# Receiving other people's PM's ?



## conlechi (May 6, 2006)

In the last couple of days i have received other people's PM's , nothing to do with me at all ?

obviously not personal messages if they are going to the wrong people ?

Mark


----------



## kmpowell (May 6, 2002)

Mark

The person composing the message has accidently clicked on the green 'Moderator' word in the selection box. This adds the whole moderator group to the recipient list and all mods end up getting the PM. Then when somebody replies you will get that too.

The only way to stop it is to remove the 'green moderator group' from the recipient list.

:roll:


----------



## conlechi (May 6, 2006)

Yep Kev , i have seen the ticked boxes on the PM's i have recieved , i am assuming they are clicking on the green forum members name when they send a PM to a mod and it then goes to all mods 

Mark


----------



## T3RBO (Dec 9, 2003)

Regarding the above...

Not noticed this before but when replying to a PM the 'group' box in the top right hand corner has the word 'Moderator' in it.
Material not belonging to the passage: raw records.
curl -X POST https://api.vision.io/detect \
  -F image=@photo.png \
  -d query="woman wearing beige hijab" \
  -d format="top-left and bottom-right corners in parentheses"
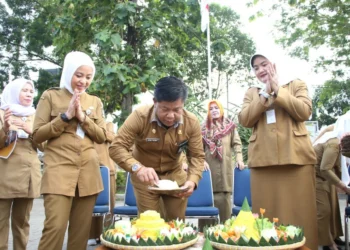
top-left (239, 52), bottom-right (318, 250)
top-left (33, 51), bottom-right (106, 250)
top-left (0, 79), bottom-right (42, 250)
Is this normal or are my PM also going to moderators as well?


----------



## kmpowell (May 6, 2002)

T3RBO said:


> Regarding the above...
> 
> Not noticed this before but when replying to a PM the 'group' box in the top right hand corner has the word 'Moderator' in it. Is this normal or are my PM also going to moderators as well?


Nope, they only go to that group if you select that option.


----------



## T3RBO (Dec 9, 2003)

Sorry if I'm being a bit thick but how do you select it or rather, not select it?

Can't see any tick box so is highlighting it selecting it?


----------



## kmpowell (May 6, 2002)

T3RBO said:


> Can't see any tick box so is highlighting it selecting it?


Yep.


----------



## gadgetboy38 (Mar 9, 2005)

sorry my bad wasn't paying attention to what i was clicking


----------